L’air va manquer, on le sait dès les premières lignes mais on y glisse avec avidité. Victime consentante.
Anita, Adam, Adèle. Le triangle du drame. Un triangle amoureux. Le pitch est classique, trop lu, trop vu. Aucunement quand il est dressé par la plume de Nathacha Appanah.
Elle s’empare des états d’âmes, de ces pensées fugaces que l’on voudrait taire sans fard.
Anita et Adam, la rencontre évidente de deux êtres qui se reconnaissent; l’un se rêve peintre l’autre écrivain. Ensemble, ils se croient plus fort, prêt à faire quelque chose d’unique, à créer l’œuvre de leur vie.
Portrait sans concession des petits renoncements du quotidien, de la facilité à s’oublier pour rentrer dans les attentes du couple, dans les attentes de la société, de ces solitudes dans lesquelles il est si facile de s’enfermer.
Une plongée menée avec brio dans le sentiment déchirant de la culpabilité, culpabilité d’être soi quand on doit d’abord être femme, mère ( à noter: des passages justes et bouleversants sur la place de l’enfant) et tenir son rang. De l’impossibilité à se détacher sans haine de soi, sans haine de l’autre.
Une réflexion intelligente sur l’oubli des rêves et des ambitions, sur la facilité à mettre de côté l’essentiel.
Un roman violent, dans la même veine que Dans le jardin de l’ogre de Leila Slimani, avec cette sensation d’enfermement, ce huit clos chabrolien où l’on palpe l’enfer derrière chaque porte.

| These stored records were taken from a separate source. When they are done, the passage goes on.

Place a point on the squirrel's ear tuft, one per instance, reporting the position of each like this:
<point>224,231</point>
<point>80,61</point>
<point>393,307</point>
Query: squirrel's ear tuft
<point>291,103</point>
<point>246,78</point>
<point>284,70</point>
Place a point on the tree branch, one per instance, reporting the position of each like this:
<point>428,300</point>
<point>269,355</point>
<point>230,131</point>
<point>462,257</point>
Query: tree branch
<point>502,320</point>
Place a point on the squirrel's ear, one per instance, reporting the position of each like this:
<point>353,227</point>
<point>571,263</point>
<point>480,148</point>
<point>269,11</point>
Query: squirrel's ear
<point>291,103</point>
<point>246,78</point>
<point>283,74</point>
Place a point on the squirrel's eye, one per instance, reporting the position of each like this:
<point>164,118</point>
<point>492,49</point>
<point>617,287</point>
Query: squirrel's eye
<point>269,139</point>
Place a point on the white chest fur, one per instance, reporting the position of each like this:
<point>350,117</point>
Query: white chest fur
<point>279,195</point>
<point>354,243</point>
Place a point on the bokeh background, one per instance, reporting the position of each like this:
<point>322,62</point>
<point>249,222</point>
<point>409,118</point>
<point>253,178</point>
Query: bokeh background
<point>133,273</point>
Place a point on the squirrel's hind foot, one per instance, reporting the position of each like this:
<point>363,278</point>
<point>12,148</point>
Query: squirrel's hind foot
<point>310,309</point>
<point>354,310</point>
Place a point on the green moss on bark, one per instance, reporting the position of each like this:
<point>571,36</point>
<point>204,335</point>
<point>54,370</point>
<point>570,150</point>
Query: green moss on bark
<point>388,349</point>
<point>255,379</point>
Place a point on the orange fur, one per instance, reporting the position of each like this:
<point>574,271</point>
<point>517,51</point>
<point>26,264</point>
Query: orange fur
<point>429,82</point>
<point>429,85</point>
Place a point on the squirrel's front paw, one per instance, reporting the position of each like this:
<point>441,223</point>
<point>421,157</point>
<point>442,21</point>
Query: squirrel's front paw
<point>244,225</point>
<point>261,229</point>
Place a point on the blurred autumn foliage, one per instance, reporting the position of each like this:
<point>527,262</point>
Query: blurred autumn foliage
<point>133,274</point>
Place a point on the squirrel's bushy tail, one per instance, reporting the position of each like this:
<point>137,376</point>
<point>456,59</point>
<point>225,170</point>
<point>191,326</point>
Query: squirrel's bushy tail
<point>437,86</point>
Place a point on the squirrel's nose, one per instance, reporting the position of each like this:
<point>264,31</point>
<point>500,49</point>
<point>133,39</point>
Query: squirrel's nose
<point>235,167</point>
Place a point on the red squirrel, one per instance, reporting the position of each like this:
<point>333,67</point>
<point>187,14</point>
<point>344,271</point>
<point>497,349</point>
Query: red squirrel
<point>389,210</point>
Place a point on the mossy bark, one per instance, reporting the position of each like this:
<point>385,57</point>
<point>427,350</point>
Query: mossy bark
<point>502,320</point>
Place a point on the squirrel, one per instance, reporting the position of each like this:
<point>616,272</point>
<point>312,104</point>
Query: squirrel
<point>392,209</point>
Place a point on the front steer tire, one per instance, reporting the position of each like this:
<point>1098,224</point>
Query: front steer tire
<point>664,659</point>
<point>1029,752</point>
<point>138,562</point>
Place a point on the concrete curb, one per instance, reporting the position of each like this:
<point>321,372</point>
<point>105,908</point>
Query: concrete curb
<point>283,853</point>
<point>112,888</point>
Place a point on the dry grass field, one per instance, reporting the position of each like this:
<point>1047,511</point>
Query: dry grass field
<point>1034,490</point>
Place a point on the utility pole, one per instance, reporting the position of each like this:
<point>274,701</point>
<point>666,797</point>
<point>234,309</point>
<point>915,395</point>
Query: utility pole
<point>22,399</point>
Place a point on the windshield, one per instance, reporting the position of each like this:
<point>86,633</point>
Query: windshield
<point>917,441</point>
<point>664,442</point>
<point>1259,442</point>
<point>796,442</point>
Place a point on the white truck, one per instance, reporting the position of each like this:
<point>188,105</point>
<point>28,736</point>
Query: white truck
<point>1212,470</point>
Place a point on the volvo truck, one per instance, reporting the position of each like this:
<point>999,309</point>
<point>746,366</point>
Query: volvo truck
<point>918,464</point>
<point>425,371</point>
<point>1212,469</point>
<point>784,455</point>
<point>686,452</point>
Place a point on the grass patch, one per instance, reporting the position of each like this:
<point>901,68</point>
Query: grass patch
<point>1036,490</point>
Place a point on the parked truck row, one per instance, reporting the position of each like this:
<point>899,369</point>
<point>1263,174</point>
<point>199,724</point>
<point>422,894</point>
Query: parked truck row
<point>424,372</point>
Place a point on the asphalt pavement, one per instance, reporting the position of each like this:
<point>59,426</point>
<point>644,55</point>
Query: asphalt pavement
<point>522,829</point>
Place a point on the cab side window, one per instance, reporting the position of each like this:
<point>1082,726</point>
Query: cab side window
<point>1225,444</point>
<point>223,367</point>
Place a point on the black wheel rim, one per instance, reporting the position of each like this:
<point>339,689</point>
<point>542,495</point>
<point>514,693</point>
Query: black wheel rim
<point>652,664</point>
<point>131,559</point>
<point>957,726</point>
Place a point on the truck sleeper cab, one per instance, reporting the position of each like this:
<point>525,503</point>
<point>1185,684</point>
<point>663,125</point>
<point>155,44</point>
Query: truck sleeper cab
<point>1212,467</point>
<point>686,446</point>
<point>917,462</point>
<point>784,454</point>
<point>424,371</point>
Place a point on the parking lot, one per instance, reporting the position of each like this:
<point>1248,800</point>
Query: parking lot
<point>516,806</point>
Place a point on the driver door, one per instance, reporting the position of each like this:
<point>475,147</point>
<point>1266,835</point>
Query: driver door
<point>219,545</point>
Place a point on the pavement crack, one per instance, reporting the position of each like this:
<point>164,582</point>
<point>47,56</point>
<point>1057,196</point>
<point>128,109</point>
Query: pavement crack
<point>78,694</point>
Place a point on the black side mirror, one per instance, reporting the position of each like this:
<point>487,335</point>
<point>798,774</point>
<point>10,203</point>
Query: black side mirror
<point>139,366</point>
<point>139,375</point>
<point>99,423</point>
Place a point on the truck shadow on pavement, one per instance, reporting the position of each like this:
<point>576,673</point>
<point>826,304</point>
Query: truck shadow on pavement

La langue est superbe, enlevée et graphique, musicale et envoûtante.
Extraits:
« Non, se persuade alors Anita, cette vie n’est pas moins courageuse qu’une autre au-devant du monde, dans les transports, chez les nounous, dans les crèches, non, cette vie n’est pas moins honorable qu’une autre dans le bruit du monde, à écouter, à parler, à réfléchir, à écrire. »
« Peut être que dans cette répétition, elle finira par découvrir ce qui lui échappe, retrouver ce qu’elle a perdu (mais quoi?), obtenir la solution (mais à quel problème? ) ou la réponse (mais à quelle question?). »
Tu es sacrément convaincante !
Parce que ce roman est très bon! L’atmosphère est vraiment singulière, on a vraiment l’impression de regarder par le trou de la serrure, d’entrer dans le monde intime de ces personnages!
Comment veux-tu que j’écrive mon billet après ta superbe chronique???